LCN2 aggravates diabetic cataracts by promoting ferroptosis in lens epithelial cells
Jiayue Zhang, Liyao Sun, Xiaohan Yu, Chen Yang, Qi An, Chaoqun Wei, Hongyan Ge
2024, 4(3): 177-192. doi: 10.1515/fzm-2024-0018
Abstract:
  Background  Cataracts are the leading cause of reversible blindness worldwide. Diabetic cataract (DC), a prevalent complication of diabetes mellitus, is characterized by its high occurrence, rapid progression, and severe impact. The prevalence of diabetes varies greatly between the northern and southern regions, with higher rates observed among northern residents. DC-induced lens opacity is mainly attributed to oxidative stress. However, it remains unclear whether ferroptosis, a form of regulated cell death, occurs in crystalline epithelial cells during the pathogenesis, which may represent a novel mechanism contributing to DC.  Methods  Transmission electron microscopy, quantitative assays for iron levels and reactive oxygen species (ROS), real-time quantitative polymerase chain reaction (RT-qPCR), western blotting, immunofluorescence, and immunohistochemistry were used to detect ferroptosis. Gene editing techniques were utilized to study the regulatory relationships among lipocalin 2 (LCN2), glutathione peroxidase 4 (GPX4), and ferritin heavy chain (FTH).

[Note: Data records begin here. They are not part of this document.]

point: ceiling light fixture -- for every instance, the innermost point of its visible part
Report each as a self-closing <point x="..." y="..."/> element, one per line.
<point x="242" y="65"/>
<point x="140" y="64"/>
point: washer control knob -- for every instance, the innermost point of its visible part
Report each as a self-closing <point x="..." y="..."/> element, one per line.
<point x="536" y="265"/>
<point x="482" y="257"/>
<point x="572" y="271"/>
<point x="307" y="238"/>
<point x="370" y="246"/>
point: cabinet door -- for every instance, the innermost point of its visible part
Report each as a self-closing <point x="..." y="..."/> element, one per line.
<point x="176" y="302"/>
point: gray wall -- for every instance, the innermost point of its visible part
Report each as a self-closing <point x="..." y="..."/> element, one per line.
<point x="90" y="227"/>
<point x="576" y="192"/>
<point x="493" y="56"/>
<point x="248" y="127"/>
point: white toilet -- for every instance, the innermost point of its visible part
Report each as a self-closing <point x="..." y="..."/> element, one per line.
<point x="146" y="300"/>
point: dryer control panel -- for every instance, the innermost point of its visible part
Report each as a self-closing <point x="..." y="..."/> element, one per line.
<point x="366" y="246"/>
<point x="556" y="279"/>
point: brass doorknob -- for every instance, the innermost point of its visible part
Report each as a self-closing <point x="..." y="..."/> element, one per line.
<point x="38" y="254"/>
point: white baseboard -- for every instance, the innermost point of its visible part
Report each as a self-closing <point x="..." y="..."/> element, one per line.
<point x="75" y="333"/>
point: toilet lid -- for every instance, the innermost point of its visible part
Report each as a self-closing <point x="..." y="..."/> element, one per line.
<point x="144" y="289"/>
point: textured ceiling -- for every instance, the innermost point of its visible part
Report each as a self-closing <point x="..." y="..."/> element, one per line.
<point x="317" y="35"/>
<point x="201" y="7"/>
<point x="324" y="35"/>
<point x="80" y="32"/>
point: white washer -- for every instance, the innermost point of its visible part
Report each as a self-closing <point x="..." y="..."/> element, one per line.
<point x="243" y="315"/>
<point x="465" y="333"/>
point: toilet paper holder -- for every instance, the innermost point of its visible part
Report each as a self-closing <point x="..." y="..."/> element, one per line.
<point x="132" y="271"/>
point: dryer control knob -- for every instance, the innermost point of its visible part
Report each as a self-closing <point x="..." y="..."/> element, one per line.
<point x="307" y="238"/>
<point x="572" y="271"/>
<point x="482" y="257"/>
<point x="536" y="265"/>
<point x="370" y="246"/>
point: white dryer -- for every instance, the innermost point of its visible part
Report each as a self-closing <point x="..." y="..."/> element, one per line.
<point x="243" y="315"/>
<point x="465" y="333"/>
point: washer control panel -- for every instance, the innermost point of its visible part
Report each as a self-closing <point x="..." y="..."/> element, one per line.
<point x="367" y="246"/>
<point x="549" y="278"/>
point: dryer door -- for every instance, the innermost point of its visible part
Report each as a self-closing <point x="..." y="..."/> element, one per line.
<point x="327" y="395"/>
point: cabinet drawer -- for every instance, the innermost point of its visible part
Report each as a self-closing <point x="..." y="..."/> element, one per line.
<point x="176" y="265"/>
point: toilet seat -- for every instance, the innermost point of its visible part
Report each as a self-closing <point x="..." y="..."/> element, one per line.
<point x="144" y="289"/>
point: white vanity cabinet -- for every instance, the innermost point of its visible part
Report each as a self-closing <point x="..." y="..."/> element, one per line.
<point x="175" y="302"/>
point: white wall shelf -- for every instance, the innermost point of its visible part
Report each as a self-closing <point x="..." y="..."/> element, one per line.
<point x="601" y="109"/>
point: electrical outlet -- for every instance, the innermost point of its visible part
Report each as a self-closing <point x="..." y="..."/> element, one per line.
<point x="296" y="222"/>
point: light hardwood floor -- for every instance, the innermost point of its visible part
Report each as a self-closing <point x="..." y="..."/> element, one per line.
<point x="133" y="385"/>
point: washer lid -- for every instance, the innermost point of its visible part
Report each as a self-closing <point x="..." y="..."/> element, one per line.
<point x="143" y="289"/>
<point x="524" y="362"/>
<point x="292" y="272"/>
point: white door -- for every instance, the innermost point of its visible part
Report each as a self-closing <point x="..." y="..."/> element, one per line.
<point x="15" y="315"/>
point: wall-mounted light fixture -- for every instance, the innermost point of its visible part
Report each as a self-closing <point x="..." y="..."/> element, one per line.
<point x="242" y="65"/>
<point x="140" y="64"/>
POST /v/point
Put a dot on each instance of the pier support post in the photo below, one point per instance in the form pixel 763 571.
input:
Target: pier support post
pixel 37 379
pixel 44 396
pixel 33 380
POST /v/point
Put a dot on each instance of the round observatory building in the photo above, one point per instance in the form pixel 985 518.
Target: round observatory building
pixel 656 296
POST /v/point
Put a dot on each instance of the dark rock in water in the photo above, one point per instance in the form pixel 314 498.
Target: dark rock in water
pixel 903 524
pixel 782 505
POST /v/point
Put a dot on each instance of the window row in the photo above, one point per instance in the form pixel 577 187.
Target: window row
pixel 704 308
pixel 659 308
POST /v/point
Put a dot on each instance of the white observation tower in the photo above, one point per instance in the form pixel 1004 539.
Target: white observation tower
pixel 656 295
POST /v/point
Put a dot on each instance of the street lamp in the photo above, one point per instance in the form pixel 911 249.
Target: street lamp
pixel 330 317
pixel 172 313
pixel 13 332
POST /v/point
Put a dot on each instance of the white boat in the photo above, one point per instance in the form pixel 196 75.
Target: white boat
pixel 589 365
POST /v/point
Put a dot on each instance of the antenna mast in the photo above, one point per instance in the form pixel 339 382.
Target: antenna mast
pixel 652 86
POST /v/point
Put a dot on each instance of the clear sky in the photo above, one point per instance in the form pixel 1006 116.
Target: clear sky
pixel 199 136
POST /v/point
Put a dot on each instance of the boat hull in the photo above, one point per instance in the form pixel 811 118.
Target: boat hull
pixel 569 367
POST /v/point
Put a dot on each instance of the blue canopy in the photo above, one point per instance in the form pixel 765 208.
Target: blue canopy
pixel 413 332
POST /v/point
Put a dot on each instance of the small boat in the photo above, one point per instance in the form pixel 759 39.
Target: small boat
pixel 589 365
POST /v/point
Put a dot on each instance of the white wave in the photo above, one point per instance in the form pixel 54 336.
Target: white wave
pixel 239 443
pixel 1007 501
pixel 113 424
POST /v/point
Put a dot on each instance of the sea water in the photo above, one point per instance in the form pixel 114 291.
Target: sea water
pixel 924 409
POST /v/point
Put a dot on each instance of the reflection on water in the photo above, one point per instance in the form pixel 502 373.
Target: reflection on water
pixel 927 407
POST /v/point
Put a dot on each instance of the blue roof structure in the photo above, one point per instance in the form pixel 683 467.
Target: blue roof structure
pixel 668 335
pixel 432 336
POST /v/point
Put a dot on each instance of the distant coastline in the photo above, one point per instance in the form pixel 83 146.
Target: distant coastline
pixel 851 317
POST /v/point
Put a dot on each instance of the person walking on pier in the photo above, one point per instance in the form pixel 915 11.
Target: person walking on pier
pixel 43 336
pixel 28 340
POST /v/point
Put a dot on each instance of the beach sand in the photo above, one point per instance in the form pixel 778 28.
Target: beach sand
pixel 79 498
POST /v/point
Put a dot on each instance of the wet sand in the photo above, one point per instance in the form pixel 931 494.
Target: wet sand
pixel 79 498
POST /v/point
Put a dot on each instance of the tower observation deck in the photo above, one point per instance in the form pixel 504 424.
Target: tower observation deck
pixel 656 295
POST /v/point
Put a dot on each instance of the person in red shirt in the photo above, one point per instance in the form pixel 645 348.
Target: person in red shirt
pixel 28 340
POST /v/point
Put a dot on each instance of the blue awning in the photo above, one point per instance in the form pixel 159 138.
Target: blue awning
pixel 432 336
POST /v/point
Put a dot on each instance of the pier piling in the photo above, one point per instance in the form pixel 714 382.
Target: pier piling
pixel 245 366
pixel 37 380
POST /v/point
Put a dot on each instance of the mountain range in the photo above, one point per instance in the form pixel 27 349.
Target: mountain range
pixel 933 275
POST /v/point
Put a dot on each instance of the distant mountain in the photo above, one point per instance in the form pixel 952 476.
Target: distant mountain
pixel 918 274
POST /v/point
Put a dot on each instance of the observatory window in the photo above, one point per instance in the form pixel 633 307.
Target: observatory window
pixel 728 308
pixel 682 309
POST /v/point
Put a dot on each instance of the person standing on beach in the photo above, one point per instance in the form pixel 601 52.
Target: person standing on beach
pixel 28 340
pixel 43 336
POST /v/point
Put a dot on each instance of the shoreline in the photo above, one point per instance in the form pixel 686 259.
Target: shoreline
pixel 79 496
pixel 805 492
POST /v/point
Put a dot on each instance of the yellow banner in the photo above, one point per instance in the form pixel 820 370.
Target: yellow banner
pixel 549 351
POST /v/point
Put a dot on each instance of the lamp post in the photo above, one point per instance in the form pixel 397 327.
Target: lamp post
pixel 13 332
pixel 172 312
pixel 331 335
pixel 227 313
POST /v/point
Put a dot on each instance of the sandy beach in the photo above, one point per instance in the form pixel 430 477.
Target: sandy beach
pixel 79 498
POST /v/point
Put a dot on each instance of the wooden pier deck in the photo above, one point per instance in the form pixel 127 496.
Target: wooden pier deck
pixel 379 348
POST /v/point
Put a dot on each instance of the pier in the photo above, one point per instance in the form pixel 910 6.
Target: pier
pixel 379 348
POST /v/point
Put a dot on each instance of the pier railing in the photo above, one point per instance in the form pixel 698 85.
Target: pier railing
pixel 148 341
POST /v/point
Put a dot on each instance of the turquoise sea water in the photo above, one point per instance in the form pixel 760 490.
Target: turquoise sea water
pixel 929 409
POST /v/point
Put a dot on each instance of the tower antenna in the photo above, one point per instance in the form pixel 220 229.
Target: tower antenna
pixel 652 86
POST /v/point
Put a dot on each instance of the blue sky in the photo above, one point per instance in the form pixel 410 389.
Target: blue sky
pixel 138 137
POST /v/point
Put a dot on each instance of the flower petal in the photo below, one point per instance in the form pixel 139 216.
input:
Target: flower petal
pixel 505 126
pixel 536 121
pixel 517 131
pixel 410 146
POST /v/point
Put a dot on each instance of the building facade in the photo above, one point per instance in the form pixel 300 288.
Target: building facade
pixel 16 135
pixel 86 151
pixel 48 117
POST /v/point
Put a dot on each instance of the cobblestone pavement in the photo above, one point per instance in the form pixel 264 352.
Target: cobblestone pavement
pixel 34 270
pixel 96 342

Local knockdown of the LCN2 gene in B-3 cells and the eyes of Sprague Dawley (SD) rats was performed to verify and further explore the role and regulatory mechanisms of LCN2 in DC-associated ferroptosis.  Results  An in vitro model using high glucose levels and an in vivo model with streptozotocin-induced diabetes in SD rats were successfully established. Ferroptosis was observed in both in vitro and in vivo experiments. LCN2 protein was normally expressed in human and rat lens epithelial cells, but its expression significantly increased during ferroptosis. The ferroptosis inhibitor, ferrostatin-1 (Fer-1) effectively inhibited ferroptosis and reduced LCN2 protein expression. Notably, local knockdown of LCN2 via gene editing protected lens epithelial cells from ferroptosis in vitro and slowed the progression of DC in SD rats in vivo.  Conclusion  Our findings underscore the significant role of ferroptosis in the pathogenesis of DC, suggesting that selectively targeting LCN2 activation and enhancing ferroptosis resistance may offer a novel therapeutic approach for treating DC.